On Halloween, eight days after John Doe, the power went out.
Chuck Corso, still the nation’s lone maître d’ for this feast, had been on a roll. The Chicago River’s unattended sluice gates flooded the Second City’s downtown. Sea life drowned in oil pouring from captainless tankers. Livestock perished by the millions as farmers died or fled. Corso was reading a report on abandoned homes exploding from natural gas leaks when WWN, the lamp she and Luis dared burn at night, and the refrigerator’s hum all winked out. In the shocked first seconds of silent darkness, Charlie’s old nightmare came crawling back, cadaverous Fred Astaire holding out his withered hand.
Shall we dance, Charlie?

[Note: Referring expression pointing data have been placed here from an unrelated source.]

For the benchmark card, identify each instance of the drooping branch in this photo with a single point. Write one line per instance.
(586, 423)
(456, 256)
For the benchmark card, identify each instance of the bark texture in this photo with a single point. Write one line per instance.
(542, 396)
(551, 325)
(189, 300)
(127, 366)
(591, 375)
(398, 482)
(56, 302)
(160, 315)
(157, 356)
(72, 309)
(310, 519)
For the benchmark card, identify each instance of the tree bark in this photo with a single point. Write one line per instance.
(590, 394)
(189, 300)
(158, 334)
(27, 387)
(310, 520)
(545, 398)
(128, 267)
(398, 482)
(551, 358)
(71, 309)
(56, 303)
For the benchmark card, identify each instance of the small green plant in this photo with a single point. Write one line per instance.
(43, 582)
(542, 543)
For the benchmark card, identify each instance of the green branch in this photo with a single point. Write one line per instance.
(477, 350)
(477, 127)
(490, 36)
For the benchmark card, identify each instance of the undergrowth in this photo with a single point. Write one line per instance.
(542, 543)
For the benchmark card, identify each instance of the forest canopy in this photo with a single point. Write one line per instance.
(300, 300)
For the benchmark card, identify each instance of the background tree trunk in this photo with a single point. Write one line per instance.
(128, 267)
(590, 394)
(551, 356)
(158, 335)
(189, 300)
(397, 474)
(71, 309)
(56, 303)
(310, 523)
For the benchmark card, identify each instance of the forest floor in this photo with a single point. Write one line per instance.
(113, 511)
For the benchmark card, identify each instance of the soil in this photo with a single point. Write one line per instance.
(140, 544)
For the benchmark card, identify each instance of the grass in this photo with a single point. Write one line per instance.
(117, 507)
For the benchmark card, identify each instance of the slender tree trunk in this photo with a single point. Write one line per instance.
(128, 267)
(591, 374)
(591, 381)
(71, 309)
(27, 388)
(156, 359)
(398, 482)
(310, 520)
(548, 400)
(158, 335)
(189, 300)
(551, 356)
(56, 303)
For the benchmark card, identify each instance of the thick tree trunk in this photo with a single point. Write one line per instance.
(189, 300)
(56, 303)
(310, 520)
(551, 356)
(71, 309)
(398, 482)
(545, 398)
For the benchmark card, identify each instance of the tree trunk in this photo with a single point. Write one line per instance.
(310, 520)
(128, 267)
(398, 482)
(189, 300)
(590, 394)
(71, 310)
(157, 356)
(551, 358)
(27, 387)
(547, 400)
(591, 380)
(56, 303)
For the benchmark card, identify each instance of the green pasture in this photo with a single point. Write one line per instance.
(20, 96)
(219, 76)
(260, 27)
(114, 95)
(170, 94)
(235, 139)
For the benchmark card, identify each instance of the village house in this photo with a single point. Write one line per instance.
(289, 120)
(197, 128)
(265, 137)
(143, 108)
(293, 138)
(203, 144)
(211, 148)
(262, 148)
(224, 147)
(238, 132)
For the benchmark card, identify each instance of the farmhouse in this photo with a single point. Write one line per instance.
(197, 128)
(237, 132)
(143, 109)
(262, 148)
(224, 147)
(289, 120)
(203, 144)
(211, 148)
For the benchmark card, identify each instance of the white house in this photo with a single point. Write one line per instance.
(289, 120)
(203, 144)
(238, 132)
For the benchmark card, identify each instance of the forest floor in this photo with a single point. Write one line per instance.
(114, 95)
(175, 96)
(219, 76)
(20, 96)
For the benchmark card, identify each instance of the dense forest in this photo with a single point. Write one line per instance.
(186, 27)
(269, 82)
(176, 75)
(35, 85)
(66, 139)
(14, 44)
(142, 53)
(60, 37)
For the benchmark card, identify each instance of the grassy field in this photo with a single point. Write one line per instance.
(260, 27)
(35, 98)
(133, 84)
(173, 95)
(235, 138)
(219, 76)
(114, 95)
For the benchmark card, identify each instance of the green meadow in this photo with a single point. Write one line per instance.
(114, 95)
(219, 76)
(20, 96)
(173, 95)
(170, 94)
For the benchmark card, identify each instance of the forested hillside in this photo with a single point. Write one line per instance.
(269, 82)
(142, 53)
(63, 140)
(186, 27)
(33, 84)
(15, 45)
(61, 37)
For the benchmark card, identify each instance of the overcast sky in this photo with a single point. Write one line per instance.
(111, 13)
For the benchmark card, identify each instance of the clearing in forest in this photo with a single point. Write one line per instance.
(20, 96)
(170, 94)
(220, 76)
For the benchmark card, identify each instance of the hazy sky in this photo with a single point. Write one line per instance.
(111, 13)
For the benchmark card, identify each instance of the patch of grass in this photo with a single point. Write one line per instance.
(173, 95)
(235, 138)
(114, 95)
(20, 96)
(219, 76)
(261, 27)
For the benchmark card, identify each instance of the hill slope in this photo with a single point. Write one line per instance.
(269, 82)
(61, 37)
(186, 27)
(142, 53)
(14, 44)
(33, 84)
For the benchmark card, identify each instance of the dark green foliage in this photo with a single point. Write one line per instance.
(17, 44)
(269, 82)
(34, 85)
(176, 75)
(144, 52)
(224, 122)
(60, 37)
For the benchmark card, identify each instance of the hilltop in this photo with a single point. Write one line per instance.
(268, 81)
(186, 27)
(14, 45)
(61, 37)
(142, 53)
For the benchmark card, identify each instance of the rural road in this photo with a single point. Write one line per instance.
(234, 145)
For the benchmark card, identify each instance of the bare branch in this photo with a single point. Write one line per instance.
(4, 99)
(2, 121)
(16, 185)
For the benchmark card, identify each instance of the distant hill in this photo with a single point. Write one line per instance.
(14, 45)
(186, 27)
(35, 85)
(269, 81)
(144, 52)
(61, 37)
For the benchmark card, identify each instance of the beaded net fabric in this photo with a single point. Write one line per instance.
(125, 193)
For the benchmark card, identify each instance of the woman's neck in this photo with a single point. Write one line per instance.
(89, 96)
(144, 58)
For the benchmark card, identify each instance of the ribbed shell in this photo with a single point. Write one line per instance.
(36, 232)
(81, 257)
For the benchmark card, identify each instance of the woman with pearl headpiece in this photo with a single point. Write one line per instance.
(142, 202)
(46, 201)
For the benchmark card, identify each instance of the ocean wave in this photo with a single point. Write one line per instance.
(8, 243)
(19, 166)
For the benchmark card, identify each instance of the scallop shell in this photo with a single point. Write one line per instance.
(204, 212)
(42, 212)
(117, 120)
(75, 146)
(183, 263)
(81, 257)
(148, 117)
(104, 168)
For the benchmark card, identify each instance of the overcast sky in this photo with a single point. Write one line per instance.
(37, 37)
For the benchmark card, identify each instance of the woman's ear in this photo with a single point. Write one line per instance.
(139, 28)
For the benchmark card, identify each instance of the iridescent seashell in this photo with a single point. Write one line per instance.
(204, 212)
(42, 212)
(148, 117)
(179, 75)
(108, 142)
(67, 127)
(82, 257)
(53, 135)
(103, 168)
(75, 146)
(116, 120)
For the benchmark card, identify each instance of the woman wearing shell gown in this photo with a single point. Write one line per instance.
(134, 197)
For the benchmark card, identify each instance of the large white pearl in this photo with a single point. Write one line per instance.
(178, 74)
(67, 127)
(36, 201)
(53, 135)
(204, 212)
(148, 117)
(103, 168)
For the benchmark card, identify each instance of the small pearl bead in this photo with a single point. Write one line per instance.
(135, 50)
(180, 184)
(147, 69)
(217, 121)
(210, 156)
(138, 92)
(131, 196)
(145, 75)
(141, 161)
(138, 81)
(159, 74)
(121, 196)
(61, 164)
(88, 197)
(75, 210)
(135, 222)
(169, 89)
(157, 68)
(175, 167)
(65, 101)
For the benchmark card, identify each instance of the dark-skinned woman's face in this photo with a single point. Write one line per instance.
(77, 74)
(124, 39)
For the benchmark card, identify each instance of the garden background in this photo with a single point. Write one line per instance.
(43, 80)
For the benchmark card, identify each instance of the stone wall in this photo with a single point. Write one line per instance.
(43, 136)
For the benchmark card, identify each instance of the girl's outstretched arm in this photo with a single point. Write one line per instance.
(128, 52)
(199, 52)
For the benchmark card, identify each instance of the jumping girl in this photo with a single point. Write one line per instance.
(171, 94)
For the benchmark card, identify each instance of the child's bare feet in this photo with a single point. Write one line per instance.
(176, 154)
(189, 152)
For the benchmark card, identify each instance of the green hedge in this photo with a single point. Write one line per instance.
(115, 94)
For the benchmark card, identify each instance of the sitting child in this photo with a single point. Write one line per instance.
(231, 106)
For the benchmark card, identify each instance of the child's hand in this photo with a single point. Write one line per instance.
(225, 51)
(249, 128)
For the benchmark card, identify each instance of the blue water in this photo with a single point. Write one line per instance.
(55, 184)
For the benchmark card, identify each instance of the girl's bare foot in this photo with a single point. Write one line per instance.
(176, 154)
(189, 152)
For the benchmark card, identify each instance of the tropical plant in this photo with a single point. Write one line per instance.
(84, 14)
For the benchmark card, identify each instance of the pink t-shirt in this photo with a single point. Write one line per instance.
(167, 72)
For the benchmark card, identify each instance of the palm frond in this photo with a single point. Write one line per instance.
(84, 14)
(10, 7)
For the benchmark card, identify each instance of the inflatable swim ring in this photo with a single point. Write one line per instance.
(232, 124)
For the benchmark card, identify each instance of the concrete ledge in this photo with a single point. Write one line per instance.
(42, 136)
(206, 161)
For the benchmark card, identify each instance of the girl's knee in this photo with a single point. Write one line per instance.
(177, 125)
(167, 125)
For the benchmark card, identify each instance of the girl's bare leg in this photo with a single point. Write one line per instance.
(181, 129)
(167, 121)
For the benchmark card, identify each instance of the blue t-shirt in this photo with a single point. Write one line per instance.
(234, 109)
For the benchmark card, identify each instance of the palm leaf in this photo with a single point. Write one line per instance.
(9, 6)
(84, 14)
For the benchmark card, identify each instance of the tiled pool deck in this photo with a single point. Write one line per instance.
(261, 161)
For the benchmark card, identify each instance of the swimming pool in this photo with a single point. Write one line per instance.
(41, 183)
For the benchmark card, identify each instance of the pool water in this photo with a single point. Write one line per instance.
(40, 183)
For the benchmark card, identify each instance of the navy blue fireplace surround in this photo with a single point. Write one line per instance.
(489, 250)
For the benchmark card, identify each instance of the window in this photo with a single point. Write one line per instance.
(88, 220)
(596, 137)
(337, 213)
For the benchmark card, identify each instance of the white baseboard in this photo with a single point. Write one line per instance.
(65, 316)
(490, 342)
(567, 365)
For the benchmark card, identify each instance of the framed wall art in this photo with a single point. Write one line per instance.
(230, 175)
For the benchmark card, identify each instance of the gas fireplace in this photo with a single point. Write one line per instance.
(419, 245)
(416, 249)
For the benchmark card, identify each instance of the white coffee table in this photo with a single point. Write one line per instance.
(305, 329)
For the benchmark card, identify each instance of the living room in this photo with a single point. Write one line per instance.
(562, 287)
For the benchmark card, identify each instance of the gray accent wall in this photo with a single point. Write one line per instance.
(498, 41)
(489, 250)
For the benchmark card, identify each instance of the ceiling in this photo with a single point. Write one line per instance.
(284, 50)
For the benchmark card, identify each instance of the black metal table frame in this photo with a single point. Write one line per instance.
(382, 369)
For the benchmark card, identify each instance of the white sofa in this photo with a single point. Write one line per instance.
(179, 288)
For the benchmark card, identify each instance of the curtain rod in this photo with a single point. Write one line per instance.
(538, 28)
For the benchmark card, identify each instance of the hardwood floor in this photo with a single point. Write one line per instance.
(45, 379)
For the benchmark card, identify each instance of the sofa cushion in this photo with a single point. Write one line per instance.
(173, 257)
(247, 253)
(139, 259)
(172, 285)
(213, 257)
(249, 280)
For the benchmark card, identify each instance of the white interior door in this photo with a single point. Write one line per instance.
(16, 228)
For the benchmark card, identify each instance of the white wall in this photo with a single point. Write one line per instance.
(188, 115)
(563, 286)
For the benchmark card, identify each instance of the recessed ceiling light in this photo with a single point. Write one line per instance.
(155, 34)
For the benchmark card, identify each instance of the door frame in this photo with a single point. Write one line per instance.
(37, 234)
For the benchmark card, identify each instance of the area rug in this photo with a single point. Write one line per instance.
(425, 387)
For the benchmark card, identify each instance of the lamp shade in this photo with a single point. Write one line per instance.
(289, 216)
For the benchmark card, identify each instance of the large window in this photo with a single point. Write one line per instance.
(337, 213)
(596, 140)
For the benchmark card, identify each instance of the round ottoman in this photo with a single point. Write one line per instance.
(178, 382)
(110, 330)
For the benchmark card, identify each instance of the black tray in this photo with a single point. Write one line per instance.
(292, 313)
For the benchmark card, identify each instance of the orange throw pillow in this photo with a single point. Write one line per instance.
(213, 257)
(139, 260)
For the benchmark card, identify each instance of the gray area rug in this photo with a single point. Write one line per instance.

Shall we?
Luis’s voice had a dozen new facets: split octaves from a sore throat, the bass purr of phlegmy lungs. “Chet Musgrave. He’s got a diesel generator.”
Charlie gathered herself before replying, unwilling to hear her own fear.
“How far away does this Mr. Musgrave live?”
“Across the street.”
“Won’t he fight you for it?”
“He’s gone. Visiting his daughter in Oakland.”
The only other time they’d taken down boards and gone outside was to bury Mamá Acocella in a grave so shallow both of them, too familiar with corpses, suspected would be raided by scavengers. They’d used the back door and done it in the middle of the night, and Charlie had been terrified the whole time. Now she tried to build up some courage, but it blew away in one exhale.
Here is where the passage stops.